Whenever I hear about BGP I am reminded of this little ditty: https://youtu.be/RT-1DU33xIk
(my apologies if this gets posted 3x; site is generating errors)
They had to pull the plug…
-Senator asks Facebook CEO to answer questions on teen safety… Sorry I never got the message…
-they got everyone’s info for sale on the dark web!!! Pull the plug!!!!!! The security guard had to do it cause the engineers were locked out of the buildings…
Zuckerberg ordered the crash !.
To stop the millions of potentially BAD comments about the declarations made by the whistle-blower, last night.
“Independent fact checkers, confirm that rat chewed the power cord of the server”
I believe it is a violation and an infringement upon our constitutional rights!!!!
This could be the beginning of the end of social media.
We live in hope that our lives will turn back to pre antisocial media.
Wishful thinking — a welcome diversion, though.
Fact check that.
why not living without FB and all of Zuckerberg ?
think about it, and get back your freedom !
Bombed back into the stone age! I luv it!
I hope its not a 768K BGP issue?
denique
It looks like a political thing to me. I can imagine millions of people hit the streets to restore facebook
I think some people will blame Russians,
When it comes back online you mean, no doubt.
The world is a better place without it.
I was hoping they were under attack by a data-shredding horde of unstoppable trojans.
I am showing this to be related to a Ffmpeg.dll library issue. But don’t see that showing up anywhere.
Good riddance!
The world is a much much better place without it. We werent ready as a civilization for this. Not enough safeguards in place.
Maybe try again in 50 years.
“Unfettered free-market solution”
Proof of all proof great clouds are as weak as their weakest link
Clouds are scaleable problems before they become scaleable solutions.
How obvious! The easiest way to pull their entire network down while Zuckerburg shreds all the evidence. Wake up people!!
Exactly, Zuckerberg needed to shred the evidence of the crimes that Facebook perpetrates on minors as well as hiding its intentional censorship if conservative speech and its internal corruption including assisting in the take over of the American government by stealing the election.
I don’t like to think that way, but it’s happened before, and will happen again,,, so could be.
… and isn’t it nice to know that a day could go by without Facebook, and no one died!? May we have a few more, please?
That’s easy! Just don’t use FB and tada! You got more days without it. As many days as you want, in fact.
Having trouble with this site, too. Especially when trying to post. Maybe this one with go through
Sorry for the slowness. This site had one of its busiest traffic days ever (if not THE busiest) today. We were serving >14,000 requests per minute at one point in the day. So I’m just happy that it stayed up for the most part 🙂
I was getting a lot of 502 Server Errors. Glad it was because the site was so busy.

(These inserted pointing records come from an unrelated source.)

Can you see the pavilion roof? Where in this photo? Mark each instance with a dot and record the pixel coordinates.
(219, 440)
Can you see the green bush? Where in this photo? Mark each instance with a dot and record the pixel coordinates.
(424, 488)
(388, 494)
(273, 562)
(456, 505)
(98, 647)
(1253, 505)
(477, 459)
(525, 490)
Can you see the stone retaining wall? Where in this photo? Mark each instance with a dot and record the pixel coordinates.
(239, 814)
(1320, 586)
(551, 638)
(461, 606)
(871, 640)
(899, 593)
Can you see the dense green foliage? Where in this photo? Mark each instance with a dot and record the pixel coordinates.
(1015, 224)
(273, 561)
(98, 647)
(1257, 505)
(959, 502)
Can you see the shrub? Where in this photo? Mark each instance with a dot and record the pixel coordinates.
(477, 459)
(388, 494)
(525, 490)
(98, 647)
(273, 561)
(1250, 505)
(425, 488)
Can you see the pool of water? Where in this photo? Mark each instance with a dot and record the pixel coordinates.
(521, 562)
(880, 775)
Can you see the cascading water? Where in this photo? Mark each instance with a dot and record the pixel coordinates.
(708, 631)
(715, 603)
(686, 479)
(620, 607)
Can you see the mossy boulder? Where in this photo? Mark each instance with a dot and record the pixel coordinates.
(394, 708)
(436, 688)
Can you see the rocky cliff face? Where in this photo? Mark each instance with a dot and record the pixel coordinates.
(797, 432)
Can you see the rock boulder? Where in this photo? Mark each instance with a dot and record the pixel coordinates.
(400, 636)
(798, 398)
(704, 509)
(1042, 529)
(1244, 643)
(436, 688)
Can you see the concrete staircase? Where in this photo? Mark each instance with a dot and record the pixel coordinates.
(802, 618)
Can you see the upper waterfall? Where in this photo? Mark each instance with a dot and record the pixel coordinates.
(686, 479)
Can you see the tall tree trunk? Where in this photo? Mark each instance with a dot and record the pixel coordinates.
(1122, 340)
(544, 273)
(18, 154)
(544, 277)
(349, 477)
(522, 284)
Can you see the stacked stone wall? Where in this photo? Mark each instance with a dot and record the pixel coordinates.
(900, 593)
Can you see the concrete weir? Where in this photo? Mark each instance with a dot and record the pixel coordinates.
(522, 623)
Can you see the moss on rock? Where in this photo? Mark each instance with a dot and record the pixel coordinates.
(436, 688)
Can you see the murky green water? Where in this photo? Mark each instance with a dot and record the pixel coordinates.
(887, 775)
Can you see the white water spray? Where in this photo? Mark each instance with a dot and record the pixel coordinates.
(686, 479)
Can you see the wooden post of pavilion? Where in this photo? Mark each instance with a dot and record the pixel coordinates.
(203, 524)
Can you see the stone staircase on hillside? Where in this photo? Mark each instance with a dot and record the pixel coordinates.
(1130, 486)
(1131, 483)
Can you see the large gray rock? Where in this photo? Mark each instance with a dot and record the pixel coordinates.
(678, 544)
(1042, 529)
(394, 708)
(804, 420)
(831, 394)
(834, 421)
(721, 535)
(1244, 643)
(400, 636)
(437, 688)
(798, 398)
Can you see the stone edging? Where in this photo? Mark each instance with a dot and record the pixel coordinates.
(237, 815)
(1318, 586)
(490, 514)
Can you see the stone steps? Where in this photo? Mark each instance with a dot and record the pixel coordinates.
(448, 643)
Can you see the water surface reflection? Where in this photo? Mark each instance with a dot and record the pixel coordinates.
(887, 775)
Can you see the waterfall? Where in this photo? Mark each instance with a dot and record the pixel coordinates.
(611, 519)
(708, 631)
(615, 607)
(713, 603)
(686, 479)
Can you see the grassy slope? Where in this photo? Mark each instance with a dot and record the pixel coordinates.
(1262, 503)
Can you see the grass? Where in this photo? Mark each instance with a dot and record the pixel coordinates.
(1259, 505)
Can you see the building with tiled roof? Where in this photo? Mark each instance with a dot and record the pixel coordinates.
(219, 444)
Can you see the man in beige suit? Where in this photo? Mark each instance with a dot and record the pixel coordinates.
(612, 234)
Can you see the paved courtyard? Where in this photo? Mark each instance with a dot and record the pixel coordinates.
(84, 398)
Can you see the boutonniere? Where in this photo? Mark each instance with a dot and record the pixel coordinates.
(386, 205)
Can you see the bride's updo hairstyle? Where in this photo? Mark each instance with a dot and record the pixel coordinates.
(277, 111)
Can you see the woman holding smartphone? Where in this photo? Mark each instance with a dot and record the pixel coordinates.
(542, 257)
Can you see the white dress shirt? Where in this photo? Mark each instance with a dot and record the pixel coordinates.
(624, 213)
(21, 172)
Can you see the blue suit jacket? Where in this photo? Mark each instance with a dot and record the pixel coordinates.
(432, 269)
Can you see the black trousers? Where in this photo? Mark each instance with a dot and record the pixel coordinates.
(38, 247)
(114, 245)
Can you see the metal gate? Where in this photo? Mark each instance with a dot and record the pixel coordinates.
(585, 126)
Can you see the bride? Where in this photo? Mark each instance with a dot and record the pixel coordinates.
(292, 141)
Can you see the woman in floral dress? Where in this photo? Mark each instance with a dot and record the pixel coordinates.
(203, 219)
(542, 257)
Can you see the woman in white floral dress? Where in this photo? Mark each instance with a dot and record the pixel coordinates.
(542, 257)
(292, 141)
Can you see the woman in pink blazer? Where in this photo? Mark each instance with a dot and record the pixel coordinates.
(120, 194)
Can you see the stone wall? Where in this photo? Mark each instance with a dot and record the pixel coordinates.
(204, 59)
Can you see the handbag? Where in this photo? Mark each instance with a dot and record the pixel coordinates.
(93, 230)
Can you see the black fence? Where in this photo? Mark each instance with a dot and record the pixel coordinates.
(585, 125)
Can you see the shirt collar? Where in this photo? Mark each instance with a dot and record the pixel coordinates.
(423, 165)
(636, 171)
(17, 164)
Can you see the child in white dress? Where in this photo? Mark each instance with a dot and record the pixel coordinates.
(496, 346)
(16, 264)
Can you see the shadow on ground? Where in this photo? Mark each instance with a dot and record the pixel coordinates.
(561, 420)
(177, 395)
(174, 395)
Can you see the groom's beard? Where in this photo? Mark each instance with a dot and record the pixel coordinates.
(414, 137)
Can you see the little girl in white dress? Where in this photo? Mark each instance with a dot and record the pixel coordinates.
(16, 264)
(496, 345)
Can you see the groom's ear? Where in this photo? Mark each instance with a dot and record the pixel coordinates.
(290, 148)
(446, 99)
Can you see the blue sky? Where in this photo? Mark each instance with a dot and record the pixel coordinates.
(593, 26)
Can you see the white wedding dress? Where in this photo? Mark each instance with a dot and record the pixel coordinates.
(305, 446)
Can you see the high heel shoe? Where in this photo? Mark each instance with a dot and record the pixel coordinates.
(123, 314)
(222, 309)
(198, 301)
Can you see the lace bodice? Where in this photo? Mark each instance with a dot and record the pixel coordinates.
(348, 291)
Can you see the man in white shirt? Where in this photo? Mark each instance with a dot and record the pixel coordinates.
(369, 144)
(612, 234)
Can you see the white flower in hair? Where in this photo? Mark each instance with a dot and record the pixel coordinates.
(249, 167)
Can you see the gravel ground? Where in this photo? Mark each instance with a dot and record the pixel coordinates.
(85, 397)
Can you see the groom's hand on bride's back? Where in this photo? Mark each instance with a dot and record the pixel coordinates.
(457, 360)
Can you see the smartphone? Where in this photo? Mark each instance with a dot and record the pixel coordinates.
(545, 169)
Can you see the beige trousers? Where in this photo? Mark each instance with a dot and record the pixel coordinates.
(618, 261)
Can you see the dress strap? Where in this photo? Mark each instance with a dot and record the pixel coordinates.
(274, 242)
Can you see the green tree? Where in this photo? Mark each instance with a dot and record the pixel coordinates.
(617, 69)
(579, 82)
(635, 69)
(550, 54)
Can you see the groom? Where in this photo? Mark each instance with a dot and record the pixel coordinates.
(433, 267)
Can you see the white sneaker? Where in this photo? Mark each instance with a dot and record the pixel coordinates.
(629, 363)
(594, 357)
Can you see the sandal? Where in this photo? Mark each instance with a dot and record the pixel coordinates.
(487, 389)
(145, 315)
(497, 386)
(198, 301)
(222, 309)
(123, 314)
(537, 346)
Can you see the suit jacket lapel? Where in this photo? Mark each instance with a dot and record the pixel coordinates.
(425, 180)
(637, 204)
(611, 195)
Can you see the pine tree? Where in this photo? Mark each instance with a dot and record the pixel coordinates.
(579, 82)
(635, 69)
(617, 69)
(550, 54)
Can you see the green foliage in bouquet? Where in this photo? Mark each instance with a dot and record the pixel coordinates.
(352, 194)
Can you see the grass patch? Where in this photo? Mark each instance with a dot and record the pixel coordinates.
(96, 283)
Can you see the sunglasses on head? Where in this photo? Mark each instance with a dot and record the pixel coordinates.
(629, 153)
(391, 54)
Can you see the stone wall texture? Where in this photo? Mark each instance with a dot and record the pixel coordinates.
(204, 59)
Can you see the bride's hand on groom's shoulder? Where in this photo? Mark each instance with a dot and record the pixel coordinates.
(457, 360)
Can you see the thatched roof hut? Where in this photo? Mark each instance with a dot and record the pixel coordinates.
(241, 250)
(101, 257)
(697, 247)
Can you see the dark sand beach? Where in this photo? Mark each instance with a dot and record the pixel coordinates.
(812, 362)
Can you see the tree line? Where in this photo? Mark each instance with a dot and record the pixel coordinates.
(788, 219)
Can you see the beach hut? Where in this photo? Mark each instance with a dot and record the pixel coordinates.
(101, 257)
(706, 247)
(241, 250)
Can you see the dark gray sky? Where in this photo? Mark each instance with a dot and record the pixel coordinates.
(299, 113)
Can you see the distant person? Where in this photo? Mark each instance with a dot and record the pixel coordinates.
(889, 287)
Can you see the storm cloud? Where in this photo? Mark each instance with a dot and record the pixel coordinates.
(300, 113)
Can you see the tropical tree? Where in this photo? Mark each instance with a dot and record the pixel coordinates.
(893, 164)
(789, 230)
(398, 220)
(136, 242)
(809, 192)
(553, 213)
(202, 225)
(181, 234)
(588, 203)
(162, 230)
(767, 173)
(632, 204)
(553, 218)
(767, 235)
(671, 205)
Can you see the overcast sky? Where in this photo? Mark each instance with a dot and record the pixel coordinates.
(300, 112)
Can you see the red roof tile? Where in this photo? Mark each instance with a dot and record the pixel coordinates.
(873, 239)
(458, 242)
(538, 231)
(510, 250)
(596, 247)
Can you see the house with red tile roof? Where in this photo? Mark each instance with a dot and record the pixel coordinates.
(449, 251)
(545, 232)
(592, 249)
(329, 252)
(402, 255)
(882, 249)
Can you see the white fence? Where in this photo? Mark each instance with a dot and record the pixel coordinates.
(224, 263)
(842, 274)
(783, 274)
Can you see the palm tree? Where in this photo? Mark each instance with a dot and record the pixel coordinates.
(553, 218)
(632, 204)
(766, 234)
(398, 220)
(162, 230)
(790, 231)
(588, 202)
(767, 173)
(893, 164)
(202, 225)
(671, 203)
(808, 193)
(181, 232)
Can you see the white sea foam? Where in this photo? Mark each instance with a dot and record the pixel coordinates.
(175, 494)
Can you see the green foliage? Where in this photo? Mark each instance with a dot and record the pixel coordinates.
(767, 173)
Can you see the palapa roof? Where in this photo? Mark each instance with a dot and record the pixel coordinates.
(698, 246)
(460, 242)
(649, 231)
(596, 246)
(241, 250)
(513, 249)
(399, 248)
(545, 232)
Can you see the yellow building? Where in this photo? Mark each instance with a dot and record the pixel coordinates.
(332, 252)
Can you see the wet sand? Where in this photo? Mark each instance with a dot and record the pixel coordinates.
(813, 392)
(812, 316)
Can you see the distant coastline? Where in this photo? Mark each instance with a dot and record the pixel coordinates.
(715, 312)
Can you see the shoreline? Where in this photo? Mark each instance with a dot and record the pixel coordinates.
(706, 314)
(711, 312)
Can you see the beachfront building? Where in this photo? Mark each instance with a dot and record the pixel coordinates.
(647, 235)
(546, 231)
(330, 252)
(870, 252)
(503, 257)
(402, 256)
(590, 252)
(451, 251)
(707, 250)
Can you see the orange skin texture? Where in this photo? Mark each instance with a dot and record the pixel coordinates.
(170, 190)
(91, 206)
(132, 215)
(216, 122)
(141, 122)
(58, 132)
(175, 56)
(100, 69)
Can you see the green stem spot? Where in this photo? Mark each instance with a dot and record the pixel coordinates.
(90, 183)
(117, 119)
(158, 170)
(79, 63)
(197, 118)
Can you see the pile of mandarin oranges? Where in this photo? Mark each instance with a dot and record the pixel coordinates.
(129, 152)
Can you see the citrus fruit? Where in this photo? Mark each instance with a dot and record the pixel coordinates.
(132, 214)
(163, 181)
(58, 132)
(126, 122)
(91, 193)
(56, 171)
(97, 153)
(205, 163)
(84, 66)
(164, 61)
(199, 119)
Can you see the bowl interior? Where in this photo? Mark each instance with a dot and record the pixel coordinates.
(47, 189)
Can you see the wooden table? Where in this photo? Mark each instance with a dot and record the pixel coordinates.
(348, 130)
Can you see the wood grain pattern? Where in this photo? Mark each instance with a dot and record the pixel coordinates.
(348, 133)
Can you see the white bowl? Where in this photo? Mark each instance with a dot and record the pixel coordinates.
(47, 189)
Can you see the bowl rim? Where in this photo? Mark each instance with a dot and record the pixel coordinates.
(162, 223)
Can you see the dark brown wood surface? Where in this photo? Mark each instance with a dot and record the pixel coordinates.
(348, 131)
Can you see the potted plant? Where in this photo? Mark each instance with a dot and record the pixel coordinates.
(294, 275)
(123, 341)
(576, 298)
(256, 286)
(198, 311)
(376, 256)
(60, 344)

And glad to see it all worked out.
Exactly, Zuckerberg needed to shred the evidence of the crimes that Facebook perpetrates on minors as well as hiding its intentional censorship if conservative speech and its internal corruption including assisting in the take over of the American government by stealing the election.
Bizarre ,,pourtant j’y suis arrivĂ© d’entrĂ© par le cache
facebook is up people.. why are you still here?
All sites are working fine now.
Shows what a house of cards the Internet is!
Agree with Jack Hannigan. Obviously only one way in is a problem for engineers who are ‘outside’. And yet emergency ways in (to at least some things) is obviously ALSO a problem because you are creating security backdoor(s). A team needs to think through how to design multiple paths with multiple checks on use that is simple enough to work and to avoid unintended hack points. I miss the days when the access was by the lock to the machine room, and the systems guy had both the mainframe and the entire network in another box inside those same four walls.
Yeah, DR exercises are supposed to be well planned and rehearsed for this very reason.
Most likely, there was emergency access, but some engineers may not know about it, then word gets out to the media that they can’t get in. But they do get in eventually.